Family Quality Time for Employees Working From Home. Before and During COVID-19 Pandemic Comparisons
Keywords:
working from home, family quality time, work-life balance, COVID-19 pandemicAbstract
Data from a two-wave study (2018−2019 and 2020) on working conditions and on work-life balance for those working from home (WFH) point to the fact that the contribution of WFH to family quality time is distinct when gender, children and different levels of education are considered. Our first wave showed that for those who do not have children, the more they work from home, the greater the extent to which they agree that “WFH allows more quality time with the familyˮ. For men, WFH does not change the representation of quality time with the family.
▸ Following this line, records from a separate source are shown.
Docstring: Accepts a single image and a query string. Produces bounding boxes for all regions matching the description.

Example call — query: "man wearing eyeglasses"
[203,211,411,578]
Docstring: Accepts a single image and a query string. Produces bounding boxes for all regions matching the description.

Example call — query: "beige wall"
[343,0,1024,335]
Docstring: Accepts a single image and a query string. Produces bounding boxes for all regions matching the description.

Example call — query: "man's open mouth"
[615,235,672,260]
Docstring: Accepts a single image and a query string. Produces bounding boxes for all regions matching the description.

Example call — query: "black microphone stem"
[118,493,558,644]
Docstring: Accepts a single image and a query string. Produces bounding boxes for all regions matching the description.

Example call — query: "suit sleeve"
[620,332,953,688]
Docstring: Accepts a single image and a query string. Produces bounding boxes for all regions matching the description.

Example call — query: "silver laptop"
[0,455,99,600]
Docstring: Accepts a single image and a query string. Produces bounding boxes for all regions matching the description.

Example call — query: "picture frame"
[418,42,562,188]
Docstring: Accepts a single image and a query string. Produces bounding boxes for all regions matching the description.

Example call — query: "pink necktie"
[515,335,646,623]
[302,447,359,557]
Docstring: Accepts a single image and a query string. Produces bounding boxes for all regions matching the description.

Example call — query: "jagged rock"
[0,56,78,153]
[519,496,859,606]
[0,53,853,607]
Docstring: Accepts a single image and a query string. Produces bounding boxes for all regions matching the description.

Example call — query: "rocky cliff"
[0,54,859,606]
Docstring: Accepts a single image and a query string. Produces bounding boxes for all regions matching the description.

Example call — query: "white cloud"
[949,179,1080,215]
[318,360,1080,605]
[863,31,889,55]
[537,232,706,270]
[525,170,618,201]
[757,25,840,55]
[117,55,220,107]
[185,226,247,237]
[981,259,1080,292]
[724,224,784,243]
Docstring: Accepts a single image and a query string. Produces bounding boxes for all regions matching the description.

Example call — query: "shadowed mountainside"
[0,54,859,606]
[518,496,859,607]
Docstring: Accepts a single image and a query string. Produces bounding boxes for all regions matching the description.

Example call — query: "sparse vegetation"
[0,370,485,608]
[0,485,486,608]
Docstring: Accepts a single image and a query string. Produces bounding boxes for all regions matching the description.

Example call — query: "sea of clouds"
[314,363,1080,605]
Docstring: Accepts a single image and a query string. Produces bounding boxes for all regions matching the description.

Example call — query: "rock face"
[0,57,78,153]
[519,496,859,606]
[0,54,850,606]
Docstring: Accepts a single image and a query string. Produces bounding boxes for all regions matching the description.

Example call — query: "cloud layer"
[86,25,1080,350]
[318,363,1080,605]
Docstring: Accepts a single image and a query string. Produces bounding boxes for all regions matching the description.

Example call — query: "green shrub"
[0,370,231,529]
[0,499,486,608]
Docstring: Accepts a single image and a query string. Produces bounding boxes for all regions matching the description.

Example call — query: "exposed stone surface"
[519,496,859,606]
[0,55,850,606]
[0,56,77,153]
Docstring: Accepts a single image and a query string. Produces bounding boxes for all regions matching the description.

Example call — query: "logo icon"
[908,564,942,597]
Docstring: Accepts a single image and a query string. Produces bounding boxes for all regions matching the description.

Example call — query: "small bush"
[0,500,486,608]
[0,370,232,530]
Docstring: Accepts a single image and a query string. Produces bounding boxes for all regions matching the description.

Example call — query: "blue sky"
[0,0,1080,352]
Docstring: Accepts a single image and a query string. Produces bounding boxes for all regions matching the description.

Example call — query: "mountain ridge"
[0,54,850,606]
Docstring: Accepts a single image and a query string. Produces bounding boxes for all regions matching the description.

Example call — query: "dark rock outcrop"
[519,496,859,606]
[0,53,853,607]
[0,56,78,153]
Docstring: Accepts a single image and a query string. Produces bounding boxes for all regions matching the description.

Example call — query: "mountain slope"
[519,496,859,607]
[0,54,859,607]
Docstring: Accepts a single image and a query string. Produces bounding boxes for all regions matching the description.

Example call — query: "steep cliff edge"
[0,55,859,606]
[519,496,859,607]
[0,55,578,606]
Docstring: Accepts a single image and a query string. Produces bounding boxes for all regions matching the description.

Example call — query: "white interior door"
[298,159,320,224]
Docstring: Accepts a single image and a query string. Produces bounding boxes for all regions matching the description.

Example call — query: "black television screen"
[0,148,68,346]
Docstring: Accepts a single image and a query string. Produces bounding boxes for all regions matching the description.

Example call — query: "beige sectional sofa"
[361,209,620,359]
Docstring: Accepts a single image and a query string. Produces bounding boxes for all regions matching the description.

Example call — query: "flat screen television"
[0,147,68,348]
Implications point to an unequal representation and distinct gendered experiences of quality family time that hide different time use patterns in family members, with an even more clear division with the cultural shift around work generated by the current pandemic. Men tend to be more protected from household chores and possibly have different standards of what quality time means, which would explain our results. Moreover, data from 2020 suggests that the appreciation of WFH as contributing to quality family time is lower than the 2018−2019 data suggested, even when we control for education, age, number of children, living in Romania or outside it, gender, and number of members in the household. This further expands the discussion about different theoretical conceptualisations of quality family time, and about how the COVID-19 pandemic, with forced and sudden working from home policies, contributed to a deterrence of home as a restorative place.